The interim final rule to limit asylum proposed on November 8, 2018, by the Trump Administration is the latest attempt to shut American doors to people fleeing persecution and violence, Human Rights Watch said.
“US law is crystal clear that asylum seekers have the right to lodge asylum claims regardless of where they enter the country, and President Trump cannot change the law on a whim,” said Bill Frelick, Refugee Rights director at Human Rights Watch. “The US government should absolutely be encouraging the safe, orderly and efficient processing of asylum claims at ports of entry, but the way to do that is by providing sufficient resources to receive and process asylum seekers in a fair and humane manner. Under current practice, border agents are repeatedly turning asylum-seekers away and telling them to come back another day.”

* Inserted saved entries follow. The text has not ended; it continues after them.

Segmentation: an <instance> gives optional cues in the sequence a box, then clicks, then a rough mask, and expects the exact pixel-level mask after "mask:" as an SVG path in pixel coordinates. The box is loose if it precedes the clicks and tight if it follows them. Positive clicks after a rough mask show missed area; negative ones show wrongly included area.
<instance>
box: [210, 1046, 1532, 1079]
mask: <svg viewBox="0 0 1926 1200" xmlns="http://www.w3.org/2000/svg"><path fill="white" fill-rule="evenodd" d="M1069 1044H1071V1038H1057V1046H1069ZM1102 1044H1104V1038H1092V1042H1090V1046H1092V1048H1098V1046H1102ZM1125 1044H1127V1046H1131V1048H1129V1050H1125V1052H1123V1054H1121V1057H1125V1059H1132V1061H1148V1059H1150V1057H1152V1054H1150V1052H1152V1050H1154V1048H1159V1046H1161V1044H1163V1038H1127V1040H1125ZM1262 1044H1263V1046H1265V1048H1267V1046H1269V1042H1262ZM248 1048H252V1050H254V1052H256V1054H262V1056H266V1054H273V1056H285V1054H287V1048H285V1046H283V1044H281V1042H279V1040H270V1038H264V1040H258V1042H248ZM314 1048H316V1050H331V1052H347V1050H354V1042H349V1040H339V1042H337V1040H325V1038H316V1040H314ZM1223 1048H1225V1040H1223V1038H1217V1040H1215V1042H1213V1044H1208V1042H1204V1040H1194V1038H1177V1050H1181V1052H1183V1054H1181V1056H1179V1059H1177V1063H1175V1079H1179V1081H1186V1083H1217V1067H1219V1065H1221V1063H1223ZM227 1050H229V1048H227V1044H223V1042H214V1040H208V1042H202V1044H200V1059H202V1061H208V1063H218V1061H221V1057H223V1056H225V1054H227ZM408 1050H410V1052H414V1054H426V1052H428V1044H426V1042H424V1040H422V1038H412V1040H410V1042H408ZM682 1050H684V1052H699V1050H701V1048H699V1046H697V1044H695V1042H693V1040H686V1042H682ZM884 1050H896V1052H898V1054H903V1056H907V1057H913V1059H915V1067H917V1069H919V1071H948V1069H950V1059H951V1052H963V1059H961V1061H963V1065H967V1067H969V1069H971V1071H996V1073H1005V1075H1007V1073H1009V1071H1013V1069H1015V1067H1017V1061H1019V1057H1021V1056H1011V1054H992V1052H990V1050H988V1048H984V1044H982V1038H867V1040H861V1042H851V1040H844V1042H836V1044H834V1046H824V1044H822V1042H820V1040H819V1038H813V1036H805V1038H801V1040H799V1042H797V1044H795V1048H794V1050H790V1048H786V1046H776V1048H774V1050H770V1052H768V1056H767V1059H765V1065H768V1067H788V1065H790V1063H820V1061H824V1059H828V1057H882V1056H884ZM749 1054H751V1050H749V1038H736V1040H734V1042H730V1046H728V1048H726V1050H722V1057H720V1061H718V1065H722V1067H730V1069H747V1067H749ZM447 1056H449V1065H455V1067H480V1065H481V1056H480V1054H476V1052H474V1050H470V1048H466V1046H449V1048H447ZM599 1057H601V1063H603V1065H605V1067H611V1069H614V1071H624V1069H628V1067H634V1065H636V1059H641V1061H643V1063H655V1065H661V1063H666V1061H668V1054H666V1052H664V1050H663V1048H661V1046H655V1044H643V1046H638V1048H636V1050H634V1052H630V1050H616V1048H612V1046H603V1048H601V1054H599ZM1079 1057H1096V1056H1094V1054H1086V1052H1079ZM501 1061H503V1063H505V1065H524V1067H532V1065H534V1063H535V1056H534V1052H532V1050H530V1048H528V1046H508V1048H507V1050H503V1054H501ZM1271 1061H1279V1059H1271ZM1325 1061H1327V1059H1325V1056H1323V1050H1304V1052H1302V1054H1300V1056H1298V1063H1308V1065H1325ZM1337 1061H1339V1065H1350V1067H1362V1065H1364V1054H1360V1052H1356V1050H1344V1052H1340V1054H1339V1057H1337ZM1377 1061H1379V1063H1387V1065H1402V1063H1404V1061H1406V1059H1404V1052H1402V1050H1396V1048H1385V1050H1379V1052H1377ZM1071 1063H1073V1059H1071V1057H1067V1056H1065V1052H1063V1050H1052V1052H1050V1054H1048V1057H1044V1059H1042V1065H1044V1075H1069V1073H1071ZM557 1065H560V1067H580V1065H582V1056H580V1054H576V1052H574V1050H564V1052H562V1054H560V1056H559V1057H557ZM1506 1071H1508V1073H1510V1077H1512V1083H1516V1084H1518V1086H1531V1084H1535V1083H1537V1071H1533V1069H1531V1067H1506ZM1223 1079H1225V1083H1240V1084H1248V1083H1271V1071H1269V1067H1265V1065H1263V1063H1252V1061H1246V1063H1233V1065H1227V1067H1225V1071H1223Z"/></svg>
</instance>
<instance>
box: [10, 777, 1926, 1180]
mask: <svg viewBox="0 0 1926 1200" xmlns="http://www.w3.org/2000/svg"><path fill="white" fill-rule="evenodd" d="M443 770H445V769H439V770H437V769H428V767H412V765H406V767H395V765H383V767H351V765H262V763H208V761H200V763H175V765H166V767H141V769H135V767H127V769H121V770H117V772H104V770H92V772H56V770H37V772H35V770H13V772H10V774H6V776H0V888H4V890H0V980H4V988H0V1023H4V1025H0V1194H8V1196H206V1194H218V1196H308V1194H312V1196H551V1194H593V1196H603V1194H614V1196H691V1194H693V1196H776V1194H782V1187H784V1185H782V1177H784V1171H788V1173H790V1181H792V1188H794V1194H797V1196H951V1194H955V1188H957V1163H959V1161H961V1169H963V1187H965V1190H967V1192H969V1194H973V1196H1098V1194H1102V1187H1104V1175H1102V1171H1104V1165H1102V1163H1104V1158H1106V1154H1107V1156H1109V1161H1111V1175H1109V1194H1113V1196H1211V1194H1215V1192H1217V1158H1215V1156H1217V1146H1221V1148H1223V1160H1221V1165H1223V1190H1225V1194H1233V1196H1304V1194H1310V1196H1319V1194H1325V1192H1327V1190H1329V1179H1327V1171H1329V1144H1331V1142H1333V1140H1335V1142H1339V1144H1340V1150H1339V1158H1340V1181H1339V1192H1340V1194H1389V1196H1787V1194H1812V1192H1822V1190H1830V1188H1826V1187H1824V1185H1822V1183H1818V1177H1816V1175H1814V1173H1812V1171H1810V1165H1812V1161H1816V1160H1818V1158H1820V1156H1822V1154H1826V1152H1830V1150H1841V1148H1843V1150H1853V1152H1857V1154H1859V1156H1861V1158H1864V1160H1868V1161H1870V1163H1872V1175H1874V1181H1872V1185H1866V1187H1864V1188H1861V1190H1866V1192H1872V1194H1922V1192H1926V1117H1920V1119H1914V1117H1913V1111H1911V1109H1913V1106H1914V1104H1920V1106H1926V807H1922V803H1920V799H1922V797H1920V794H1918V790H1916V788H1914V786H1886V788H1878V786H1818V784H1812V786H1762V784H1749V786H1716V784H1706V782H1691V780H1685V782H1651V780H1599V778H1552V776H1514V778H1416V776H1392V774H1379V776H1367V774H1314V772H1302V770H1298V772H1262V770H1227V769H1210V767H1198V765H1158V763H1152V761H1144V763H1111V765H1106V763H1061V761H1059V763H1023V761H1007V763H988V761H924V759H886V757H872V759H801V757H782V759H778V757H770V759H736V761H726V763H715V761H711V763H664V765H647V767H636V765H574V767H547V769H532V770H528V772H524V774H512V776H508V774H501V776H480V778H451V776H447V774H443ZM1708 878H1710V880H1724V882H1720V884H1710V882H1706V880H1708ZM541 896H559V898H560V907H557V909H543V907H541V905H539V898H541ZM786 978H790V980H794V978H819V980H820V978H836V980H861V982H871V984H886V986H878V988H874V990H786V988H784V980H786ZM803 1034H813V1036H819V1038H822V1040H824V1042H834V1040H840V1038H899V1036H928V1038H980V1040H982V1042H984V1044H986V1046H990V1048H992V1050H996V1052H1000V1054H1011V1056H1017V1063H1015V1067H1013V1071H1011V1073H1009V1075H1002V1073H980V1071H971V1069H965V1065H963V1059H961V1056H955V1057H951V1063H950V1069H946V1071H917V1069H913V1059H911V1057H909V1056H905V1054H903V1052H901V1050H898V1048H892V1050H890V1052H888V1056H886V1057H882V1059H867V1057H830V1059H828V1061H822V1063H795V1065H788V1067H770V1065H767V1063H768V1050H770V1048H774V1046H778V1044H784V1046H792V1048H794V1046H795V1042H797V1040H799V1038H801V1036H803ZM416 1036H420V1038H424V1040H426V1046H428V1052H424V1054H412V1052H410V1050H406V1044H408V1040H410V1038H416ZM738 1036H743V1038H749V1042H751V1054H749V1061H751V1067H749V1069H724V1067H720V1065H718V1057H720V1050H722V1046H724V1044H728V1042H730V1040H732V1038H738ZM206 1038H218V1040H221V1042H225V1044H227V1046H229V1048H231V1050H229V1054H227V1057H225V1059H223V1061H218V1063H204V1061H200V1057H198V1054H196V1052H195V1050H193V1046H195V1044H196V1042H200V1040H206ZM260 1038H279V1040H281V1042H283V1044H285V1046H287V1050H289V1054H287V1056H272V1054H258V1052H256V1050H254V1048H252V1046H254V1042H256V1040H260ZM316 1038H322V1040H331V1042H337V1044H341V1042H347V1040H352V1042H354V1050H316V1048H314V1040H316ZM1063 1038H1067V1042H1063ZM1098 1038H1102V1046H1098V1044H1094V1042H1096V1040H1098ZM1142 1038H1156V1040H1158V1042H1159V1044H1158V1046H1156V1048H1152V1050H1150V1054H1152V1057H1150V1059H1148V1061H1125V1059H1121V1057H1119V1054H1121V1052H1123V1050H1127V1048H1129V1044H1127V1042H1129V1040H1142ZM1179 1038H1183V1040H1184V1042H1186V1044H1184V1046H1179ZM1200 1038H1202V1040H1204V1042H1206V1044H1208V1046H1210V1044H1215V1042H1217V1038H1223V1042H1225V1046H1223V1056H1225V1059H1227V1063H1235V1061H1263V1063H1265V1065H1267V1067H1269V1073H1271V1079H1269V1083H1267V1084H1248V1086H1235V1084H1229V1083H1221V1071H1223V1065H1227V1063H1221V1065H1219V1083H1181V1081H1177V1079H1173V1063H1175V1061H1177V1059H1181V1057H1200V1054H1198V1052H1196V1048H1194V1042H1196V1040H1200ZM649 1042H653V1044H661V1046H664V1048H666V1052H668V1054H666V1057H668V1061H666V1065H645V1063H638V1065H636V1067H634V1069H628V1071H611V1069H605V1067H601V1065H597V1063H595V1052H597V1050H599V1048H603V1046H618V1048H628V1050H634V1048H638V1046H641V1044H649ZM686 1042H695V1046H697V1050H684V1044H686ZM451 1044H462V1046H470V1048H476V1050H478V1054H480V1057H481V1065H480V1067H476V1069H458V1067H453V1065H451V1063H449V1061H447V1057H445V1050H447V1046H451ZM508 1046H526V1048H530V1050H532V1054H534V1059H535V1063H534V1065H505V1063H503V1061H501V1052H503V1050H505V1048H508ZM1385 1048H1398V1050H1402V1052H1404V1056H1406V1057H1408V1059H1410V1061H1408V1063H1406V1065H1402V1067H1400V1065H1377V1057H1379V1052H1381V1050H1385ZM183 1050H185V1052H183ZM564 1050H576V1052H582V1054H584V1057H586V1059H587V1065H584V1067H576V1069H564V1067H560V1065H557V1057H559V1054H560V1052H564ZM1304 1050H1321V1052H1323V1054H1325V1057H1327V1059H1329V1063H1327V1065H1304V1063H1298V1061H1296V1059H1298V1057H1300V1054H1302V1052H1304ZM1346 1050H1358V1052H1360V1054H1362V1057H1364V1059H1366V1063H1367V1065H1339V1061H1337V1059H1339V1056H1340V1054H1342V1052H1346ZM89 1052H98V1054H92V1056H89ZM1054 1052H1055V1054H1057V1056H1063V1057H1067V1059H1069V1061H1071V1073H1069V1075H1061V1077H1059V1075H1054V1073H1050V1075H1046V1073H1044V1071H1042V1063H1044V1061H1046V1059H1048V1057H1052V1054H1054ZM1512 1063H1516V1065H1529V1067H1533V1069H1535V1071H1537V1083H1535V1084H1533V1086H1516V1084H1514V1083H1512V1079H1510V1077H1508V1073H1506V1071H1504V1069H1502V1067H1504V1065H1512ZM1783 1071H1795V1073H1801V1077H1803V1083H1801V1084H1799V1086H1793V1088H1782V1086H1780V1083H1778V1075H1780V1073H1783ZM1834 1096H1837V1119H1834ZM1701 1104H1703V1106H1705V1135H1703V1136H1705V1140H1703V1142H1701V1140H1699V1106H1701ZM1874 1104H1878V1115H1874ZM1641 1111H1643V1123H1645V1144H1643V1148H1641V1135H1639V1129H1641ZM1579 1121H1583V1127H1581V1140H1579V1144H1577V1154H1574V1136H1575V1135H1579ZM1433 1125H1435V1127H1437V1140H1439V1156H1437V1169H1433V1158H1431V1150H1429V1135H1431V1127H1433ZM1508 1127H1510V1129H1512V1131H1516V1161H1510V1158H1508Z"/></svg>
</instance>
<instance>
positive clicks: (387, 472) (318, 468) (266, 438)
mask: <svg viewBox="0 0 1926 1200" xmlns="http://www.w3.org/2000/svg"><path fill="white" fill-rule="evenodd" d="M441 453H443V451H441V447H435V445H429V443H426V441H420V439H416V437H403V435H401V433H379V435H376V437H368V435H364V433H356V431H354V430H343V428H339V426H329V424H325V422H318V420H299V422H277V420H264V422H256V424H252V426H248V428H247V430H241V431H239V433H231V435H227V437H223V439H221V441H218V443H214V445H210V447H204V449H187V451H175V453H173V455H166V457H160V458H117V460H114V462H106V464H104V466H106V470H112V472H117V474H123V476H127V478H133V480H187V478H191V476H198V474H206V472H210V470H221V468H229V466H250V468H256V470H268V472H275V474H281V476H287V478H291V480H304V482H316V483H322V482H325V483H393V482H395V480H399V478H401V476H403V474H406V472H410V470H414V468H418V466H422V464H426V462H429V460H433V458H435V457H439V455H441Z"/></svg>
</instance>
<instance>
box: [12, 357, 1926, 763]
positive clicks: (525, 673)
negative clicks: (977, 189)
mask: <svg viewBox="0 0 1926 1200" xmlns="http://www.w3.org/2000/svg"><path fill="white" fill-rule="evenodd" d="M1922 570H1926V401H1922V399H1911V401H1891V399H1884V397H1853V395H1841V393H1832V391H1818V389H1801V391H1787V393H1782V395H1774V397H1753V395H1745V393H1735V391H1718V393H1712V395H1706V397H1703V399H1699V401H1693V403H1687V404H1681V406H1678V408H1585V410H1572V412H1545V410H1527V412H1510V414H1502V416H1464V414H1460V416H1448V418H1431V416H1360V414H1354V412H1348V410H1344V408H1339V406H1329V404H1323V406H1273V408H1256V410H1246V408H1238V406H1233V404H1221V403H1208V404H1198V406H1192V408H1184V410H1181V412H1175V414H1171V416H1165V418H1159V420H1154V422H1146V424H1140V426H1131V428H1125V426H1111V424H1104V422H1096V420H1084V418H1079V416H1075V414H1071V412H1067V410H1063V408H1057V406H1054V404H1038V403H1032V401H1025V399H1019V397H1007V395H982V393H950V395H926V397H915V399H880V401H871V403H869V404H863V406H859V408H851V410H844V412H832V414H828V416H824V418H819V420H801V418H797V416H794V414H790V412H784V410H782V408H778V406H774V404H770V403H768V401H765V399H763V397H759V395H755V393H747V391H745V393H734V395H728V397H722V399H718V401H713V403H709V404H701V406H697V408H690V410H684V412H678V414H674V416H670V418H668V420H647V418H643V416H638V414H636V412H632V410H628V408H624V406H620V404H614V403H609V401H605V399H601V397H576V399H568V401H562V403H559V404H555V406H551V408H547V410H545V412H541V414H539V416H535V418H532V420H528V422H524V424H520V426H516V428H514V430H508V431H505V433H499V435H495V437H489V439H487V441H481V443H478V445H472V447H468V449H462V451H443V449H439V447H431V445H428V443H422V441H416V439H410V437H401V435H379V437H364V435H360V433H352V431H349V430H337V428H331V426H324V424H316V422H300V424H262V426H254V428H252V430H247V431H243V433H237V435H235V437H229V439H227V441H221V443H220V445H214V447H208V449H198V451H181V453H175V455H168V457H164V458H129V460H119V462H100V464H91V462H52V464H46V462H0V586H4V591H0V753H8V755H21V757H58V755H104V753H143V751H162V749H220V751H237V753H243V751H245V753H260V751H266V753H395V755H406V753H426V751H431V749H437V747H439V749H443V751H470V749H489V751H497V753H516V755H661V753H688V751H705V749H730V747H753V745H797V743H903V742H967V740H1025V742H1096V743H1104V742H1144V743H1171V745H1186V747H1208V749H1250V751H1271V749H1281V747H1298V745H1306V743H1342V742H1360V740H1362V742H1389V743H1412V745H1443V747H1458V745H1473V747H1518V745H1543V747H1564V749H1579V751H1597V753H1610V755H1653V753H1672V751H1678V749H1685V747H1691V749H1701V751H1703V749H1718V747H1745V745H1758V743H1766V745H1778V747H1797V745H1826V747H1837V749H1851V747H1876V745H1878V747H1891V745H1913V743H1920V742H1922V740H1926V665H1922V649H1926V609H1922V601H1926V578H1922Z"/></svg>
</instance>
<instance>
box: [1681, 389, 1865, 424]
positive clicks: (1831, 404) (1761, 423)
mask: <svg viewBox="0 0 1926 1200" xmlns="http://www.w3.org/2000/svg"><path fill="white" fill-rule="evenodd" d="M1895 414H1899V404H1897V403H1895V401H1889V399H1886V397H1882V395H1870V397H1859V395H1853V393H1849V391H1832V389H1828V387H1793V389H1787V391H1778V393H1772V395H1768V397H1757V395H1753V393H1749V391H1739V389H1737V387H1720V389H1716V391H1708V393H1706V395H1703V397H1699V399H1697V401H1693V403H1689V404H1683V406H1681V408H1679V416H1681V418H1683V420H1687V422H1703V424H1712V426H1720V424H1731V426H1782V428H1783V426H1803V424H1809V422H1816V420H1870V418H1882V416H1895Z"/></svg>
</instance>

International refugee law says that asylum seekers have the right to lodge asylum claims irrespective of illegal entry or presence, which US asylum law affirms by saying, “any alien who is physically present in the United States or who arrives in the United States (whether or not at a designated port of arrival…) irrespective of such aliens status, may apply for asylum.”
The interim final rule asserts that the administration can effect these changes under its regulatory authority, but in fact the rule represents an unlawful attempt to change the letter of the statute by regulation. The Immigration and Nationality Act (INA 208(b)(2)(C)) unambiguously states that ineligibility grounds for asylum established by regulation must be “consistent with” section 208 of the INA, which explicitly says that aliens may lodge asylum claims “not at a designated port of entry.”
“This interim regulation is not only inconsistent with the letter of the law, but flatly contradicts it,” Frelick said.